The hospitality sector faces the largest impact if the June 21 unlocking date is postponed
Thursday 10 Jun 2021 Author: Martin Gamble

The latest official figures show new coronavirus cases rising at their fastest rate since March 2021 due to the more transmissible ‘Delta’ variant which is putting pressure on the government to choose between leaving some measures in place after June 21 or postponing so-called Freedom Day by a couple of weeks.

The UK isn’t alone in balancing risks of new variants against the progress made in blocking the link between infections and hospitalisations through an effective vaccination programme.

The Seychelles is one of the most vaccinated countries in the world, but recently was forced to reimpose restrictions.

Since the government removed Portugal (3 June) from the green list of countries deemed safe for travel while adding no other countries, travel companies have reported very hot demand for staycations.

For example, the Financial Times reported that holiday rentals company Awaze saw a 40% increase in demand compared with the same day in 2019, while Trainline (TRN) said bookings for the next two weeks surged 86%.

Even if you are lucky enough to secure a booking, anecdotal evidence gathered by Shares indicates that some companies are simply not equipped to handle the extra demand with a reported two plus hours waiting times food and drinks.

A shortage of hospitality staff (see page 7) is no doubt having a big impact on the level service despite reduced capacity due to social distancing protocols.

With demand outstripping supply, consumers have been warned to expect higher prices with Which magazine reporting that some popular holiday resorts such as Brighton have seen a 127% increase in the cost of accommodation, year-on-year.

Some parts of the hospitality sector will benefit from the staycation trend such as restaurant/café/bar operator Loungers (LGRS:AIM) whose estate is exposed to coastal towns and any delay to workers going back to the office will result in more time and money spent locally.

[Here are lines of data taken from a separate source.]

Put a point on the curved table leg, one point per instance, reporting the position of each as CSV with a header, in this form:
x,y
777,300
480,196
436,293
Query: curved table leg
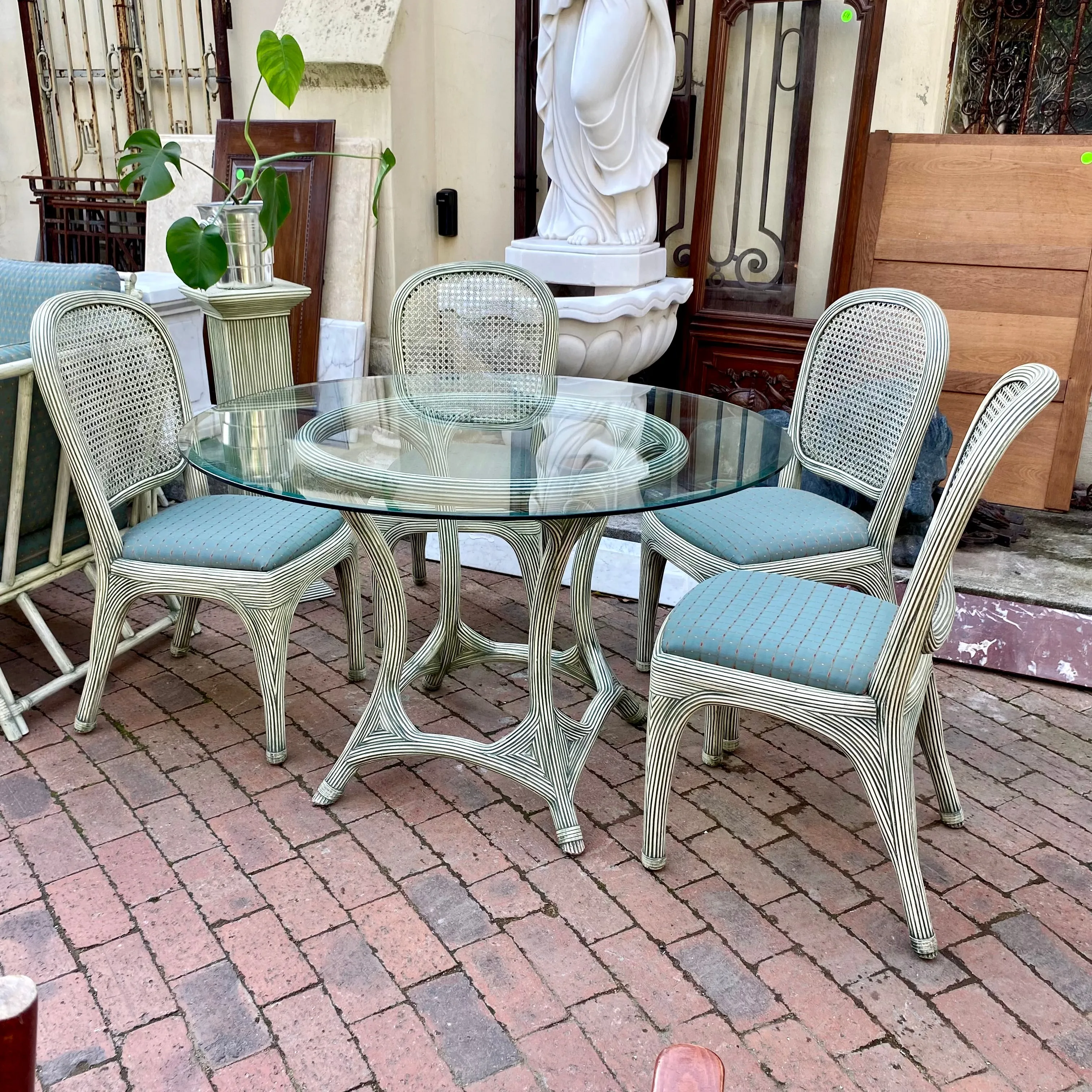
x,y
546,752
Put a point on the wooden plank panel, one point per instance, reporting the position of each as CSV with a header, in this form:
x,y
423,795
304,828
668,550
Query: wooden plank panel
x,y
980,289
1022,475
872,209
993,186
1020,256
992,343
1067,448
982,382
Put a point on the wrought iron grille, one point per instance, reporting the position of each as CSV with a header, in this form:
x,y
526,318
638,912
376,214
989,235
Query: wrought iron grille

Pubs which have developed more outdoor capacity during lockdown and are located in suburban locations such as Young’s & Co (YNGS:AIM) and Marston’s (MARS) could also be beneficiaries.

That said, a delay to full reopening may impact hospitality shares more than otherwise would have been the case because investors seem to have got carried away and according to Shore Capital, valuations are now pricing in a ‘rapid recovery’ in profits.

The risks of investor complacency were illuminated when best premium bar operator Revolution Bars (RBG:AIM) shocked investors with a deeply discounted share placing on 26 May, less than two weeks after issuing a bullish reopening statement.

If the Government decides to keep some restrictions in place for longer than its original roadmap, it wouldn’t be surprising to see more rights issues as firms move quickly to shore up their finances.